Ashwini Kumar Sharma
Published2 Feb 2018, 06:51 AM IST
The scheme provides an assured return of 8% to 8.30% per annum. Photo: Indranil Bhoumik/Mint
The scheme provides an assured return of 8% to 8.30% per annum. Photo: Indranil Bhoumik/Mint

While no significant tax benefit was proposed for individuals at large in the Union Budget 2018, senior citizens have few things to celebrate for, such as: increase in tax-free interest income, higher deduction for health insurance premium and a revamped senior citizen investment scheme. The higher limit for tax-free interest income from banks and the enhanced investment limit in senior citizens’ investment scheme will help them.

The scheme under consideration is Pradhan Mantri Vaya Vandana Yojana (PMVVY). Let’s read what changes are proposed in it.

The scheme

It has been available for investment since 4 May 2017. The scheme is designed to provide regular pension income to senior citizens, who are aged 60 years or more. There is no maximum age for entry in the scheme. It was earlier open for investment till 3 May 2018. The budget has now proposed to keep it open for investment till March 2020. Apart from extending the scheme’s investment duration, the limit of Rs7.5 lakh per senior citizen would also be enhanced to Rs15 lakh. So now, a couple—if both are senior citizens—can invest up to Rs15 lakh individually, or a maximum Rs30 lakh as a couple in this scheme.

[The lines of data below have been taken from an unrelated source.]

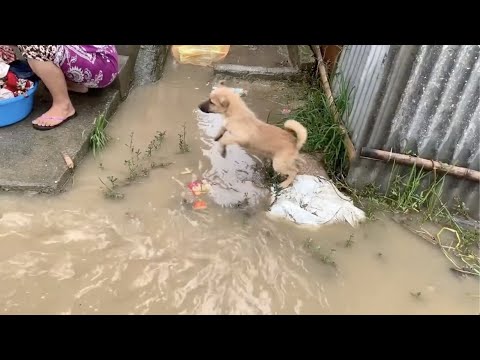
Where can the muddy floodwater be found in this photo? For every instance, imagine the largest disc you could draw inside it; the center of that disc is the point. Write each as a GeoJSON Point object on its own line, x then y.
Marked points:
{"type": "Point", "coordinates": [151, 253]}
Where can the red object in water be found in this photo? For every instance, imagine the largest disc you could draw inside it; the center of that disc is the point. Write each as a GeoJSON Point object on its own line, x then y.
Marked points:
{"type": "Point", "coordinates": [11, 82]}
{"type": "Point", "coordinates": [199, 205]}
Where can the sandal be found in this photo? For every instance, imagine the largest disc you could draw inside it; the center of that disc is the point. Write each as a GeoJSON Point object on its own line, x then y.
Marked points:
{"type": "Point", "coordinates": [49, 127]}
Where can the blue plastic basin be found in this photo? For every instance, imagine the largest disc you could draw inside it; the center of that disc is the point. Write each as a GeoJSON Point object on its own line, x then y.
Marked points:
{"type": "Point", "coordinates": [18, 108]}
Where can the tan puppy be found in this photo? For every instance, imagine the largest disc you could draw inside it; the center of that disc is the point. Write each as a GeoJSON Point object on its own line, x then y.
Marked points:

The scheme can be purchased offline as well as online, through the Life Insurance Corporation of India (LIC), which has been given the sole rights to operate it. The scheme provides an assured return of 8% to 8.30% per annum, depending on whether you choose to get your pensions on a monthly, quarterly, half-yearly or yearly basis. For the monthly option, the return is 8% and it is 8.30% for the annual option. The interest earned is taxable. If a pensioner survives the policy term (10 years), its purchase price along with final pension instalments shall be payable. The scheme also allows premature exit or withdrawal for treatment of any critical or terminal illness of self or spouse. On premature exit, 98% of the purchase price shall be refunded. On death of the pensioner during the policy term of 10 years, the purchase price shall be paid to the beneficiary.

Should you buy?

While earlier the maximum pension that an investor would have earned per month under the scheme was Rs5,000—or Rs60,000 a year—it will now increase to up to Rs10,000 a month or Rs1.2 lakh a year. This is at par with other schemes such as Senior Citizens Savings Scheme (SCSS), which offers a similar return of 8.3% per annum. Given that both schemes will have a cap of Rs15 lakh each, senior citizens can consider dividing their retirement corpus and invest in these schemes. In the current interest rate scenario, a fixed return of 8.3% return per annum is a good option.